Vingt-cinq ans d’existence, huit albums au compteur dont celui-ci, le percutant L’épreuve du contraire, des lives non-moins impactants et la création de sa structure « perso » de booking, Sriracha. Le moins qu’on puisse dire est que Lofofora et sa fusion rock-métal aux relents hardcore date, mais il date sans s’oxyder et sa force de frappe demeure inchangée sur l’opus en question, qui d’entrée de jeu sonne la charge et balourde deux brûlots furieux et compacts: L’innocence, en ouverture, et le ramassé Pornolitique, doté d’un joli solo de gratte, qui le suit sans jamais fléchir.
Le ton est donc donné, la protestation braillarde est bien entendu à l’honneur et « Lofo » a la bonne idée de calmer le jeu (l’amorce de Contre les murs) pour ensuite revenir à son propos de prédilection, dur et frontal, chargé en guitares massives et impulsé par une rythmique implacable.
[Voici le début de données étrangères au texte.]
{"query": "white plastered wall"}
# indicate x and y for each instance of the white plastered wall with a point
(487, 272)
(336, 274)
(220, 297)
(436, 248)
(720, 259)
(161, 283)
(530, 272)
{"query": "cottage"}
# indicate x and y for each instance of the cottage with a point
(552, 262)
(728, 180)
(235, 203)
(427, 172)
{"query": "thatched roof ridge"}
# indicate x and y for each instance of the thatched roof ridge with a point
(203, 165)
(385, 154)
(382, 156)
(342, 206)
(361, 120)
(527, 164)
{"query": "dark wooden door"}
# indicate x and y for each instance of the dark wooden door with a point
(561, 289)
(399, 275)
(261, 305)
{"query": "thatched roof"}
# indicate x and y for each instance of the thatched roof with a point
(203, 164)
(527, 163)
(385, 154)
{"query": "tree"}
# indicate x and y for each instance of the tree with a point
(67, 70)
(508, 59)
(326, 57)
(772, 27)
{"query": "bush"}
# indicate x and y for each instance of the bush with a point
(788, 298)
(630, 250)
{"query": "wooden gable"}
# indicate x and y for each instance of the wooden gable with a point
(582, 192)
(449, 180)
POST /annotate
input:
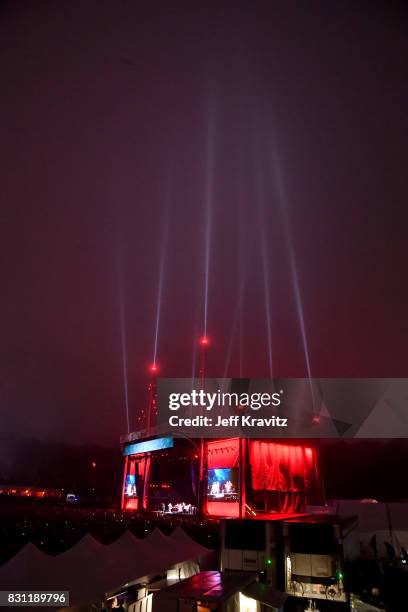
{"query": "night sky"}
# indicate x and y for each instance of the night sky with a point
(125, 128)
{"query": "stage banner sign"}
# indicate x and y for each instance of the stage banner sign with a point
(284, 407)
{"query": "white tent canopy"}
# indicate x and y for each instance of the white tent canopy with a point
(89, 569)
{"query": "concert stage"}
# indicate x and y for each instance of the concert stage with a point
(225, 478)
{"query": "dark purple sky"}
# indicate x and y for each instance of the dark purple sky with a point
(105, 115)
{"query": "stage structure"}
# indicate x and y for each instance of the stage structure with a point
(230, 477)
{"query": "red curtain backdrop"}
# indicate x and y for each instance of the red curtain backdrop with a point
(283, 476)
(281, 467)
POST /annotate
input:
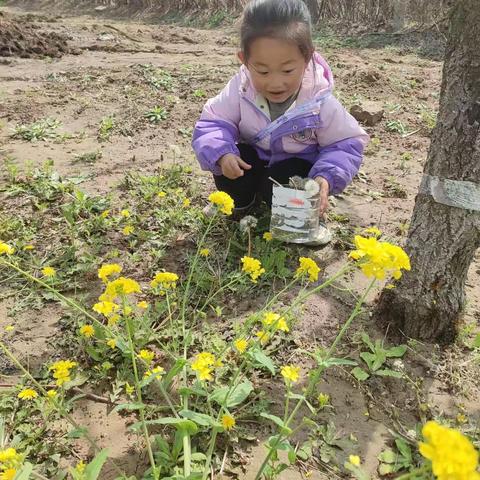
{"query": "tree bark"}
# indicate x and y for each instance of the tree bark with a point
(442, 240)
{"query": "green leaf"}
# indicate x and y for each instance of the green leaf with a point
(199, 418)
(128, 406)
(398, 351)
(92, 470)
(388, 456)
(389, 373)
(360, 374)
(177, 367)
(263, 360)
(25, 472)
(236, 396)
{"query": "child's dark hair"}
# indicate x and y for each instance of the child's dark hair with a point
(286, 19)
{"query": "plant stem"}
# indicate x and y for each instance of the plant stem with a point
(57, 407)
(318, 372)
(138, 389)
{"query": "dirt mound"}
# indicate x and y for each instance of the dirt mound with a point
(22, 40)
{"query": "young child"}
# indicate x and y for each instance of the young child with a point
(277, 117)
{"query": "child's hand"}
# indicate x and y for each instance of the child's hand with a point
(324, 190)
(233, 166)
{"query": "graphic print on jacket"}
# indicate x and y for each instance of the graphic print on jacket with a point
(316, 127)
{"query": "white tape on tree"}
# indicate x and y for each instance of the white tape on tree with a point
(455, 193)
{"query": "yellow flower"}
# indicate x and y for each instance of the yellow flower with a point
(157, 371)
(8, 474)
(27, 394)
(223, 201)
(354, 460)
(113, 320)
(323, 399)
(204, 364)
(129, 389)
(166, 280)
(107, 270)
(252, 267)
(146, 355)
(228, 422)
(7, 249)
(80, 467)
(376, 259)
(290, 373)
(48, 272)
(452, 454)
(307, 267)
(61, 371)
(121, 286)
(241, 345)
(128, 229)
(274, 320)
(263, 337)
(9, 455)
(105, 308)
(87, 331)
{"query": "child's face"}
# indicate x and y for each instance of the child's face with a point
(276, 66)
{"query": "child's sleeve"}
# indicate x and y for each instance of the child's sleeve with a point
(341, 141)
(216, 133)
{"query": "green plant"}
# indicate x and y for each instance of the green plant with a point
(106, 127)
(376, 359)
(156, 114)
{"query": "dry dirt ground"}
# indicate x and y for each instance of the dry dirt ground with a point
(107, 72)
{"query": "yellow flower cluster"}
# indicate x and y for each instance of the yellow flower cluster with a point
(241, 345)
(452, 454)
(157, 371)
(7, 249)
(10, 462)
(228, 422)
(273, 322)
(166, 280)
(146, 355)
(49, 272)
(204, 364)
(87, 331)
(61, 371)
(376, 259)
(253, 267)
(223, 201)
(107, 270)
(27, 394)
(307, 267)
(290, 373)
Alors oui, le discours ne varie que peu, mais le groupe est de ceux qui, ayant défini ses propres contours, perdrait à les modifier sur la profondeur. Et quand bien même Reuno et ses hommes de main nous servent la même tambouille, ou presque, depuis leurs débuts et ce premier jet éponyme, on headbange dès les premiers accords et la tension demeure tandis que la qualité, elle, persiste.
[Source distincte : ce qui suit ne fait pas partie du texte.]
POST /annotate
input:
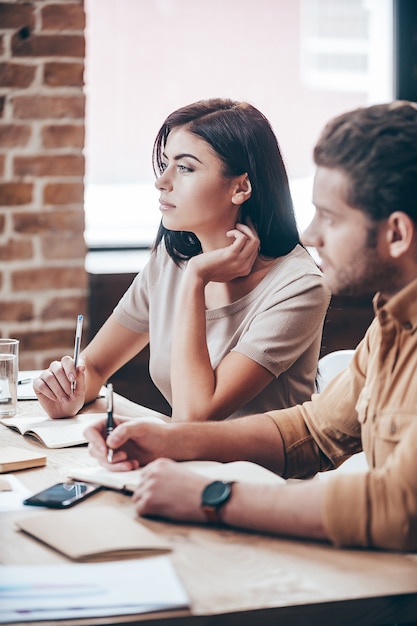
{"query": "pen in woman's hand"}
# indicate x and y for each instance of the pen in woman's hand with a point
(110, 422)
(77, 344)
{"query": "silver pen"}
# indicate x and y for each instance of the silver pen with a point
(110, 422)
(77, 344)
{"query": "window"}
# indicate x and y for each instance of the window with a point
(299, 61)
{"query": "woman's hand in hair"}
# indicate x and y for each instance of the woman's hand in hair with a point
(233, 261)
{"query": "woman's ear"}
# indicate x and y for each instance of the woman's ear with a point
(242, 190)
(400, 233)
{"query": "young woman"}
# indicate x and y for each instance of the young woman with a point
(231, 304)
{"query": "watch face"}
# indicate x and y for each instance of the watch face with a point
(216, 493)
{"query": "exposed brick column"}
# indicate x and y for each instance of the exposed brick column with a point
(43, 283)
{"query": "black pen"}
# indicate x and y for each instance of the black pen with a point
(110, 422)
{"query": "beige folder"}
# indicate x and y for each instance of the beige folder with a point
(99, 533)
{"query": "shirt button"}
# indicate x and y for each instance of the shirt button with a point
(383, 316)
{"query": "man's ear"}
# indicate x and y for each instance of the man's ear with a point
(243, 190)
(400, 233)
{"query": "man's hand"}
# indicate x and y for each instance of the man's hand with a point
(134, 442)
(167, 489)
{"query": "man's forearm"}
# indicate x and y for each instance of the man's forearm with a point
(254, 438)
(293, 510)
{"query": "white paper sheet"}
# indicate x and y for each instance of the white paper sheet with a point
(13, 500)
(48, 592)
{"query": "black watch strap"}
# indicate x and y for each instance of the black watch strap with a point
(214, 497)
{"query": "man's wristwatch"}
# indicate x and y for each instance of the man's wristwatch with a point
(214, 496)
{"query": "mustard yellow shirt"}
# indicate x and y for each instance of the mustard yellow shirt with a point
(372, 405)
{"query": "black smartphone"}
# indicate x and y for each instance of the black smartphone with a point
(63, 495)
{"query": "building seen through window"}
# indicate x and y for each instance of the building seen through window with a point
(300, 62)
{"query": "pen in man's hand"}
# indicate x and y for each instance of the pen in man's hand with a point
(110, 422)
(77, 344)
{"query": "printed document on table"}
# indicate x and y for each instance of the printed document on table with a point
(54, 592)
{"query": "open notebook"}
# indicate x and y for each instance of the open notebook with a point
(243, 471)
(53, 433)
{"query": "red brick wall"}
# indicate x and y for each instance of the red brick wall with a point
(43, 283)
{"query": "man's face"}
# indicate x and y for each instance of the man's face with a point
(354, 258)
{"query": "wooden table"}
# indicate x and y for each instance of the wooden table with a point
(233, 577)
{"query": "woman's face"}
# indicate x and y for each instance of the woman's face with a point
(195, 195)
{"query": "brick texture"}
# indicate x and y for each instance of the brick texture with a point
(43, 282)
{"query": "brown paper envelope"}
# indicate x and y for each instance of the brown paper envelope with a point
(97, 533)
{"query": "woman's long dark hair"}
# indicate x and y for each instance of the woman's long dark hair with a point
(244, 141)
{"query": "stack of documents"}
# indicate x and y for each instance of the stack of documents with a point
(54, 592)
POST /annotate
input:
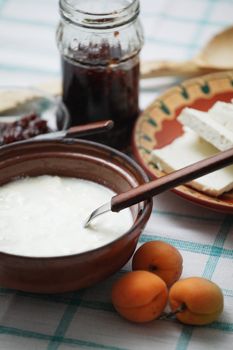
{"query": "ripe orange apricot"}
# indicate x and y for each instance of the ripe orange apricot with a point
(139, 296)
(161, 258)
(201, 300)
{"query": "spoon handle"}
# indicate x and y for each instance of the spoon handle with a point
(167, 182)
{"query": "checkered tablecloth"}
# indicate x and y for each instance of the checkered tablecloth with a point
(174, 29)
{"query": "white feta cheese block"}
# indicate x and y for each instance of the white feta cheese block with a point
(188, 149)
(222, 112)
(207, 128)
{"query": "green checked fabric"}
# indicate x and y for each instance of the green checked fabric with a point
(174, 29)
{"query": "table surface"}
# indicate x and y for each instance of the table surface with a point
(174, 29)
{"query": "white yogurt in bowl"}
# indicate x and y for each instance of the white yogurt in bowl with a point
(43, 216)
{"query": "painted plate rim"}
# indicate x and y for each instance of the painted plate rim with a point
(142, 156)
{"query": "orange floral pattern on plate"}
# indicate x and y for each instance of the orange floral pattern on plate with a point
(157, 126)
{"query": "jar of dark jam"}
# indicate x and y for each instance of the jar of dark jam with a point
(99, 42)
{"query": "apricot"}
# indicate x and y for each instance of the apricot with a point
(139, 296)
(161, 258)
(200, 300)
C’est donc le cas ici, Trompe la mort riffe sévèrement, instaure un tempo à la fois vif et plombé, un groove méchant anime Le malheur des autres et la rondelle s’avère être une réussite de tous les instants, aussi directe que plus louvoyante comme sur ledit morceau. On y trouve des essais courts et rentre-dedans, d’obédience punk-rock (le pulsionnel Romance), des atmosphères plus mesurées mais au fond menaçant (La dérive), un mid-tempo qui étend le champ d’action du groupe (Pyromane) sans perdre en valeur. Variété aidant, on ne se lasse pas, on ne s’égare pas non plus, le tout restant pertinent. On renoue alors avec plaisir avec des plages qui tracent puis breakent pour mieux repartir (Karmasutra), La tsarine en remet une couche niveau punk-rock fonceur. Pas le temps de bailler, Double A insuffle de la mélodie -bien vu-, Chanson d’amour lorgne du côté de la première période du groupe en fusionnant brièvement et Lofofora s’y entend en refrains que les fans -et les autres- reprendront à tue-tête lors de ses lives incandescents .
Enfin, subtilité et noirceur sonore voisinent sur Transmission, le leste Notre terre et ses soudaines sautes d’humeur rythmiques, auxquelles succèdent des sons fins, apportant le dernier coup de pinceau à un tableau complet et sans écarts, digne des aptitudes de ses créateurs.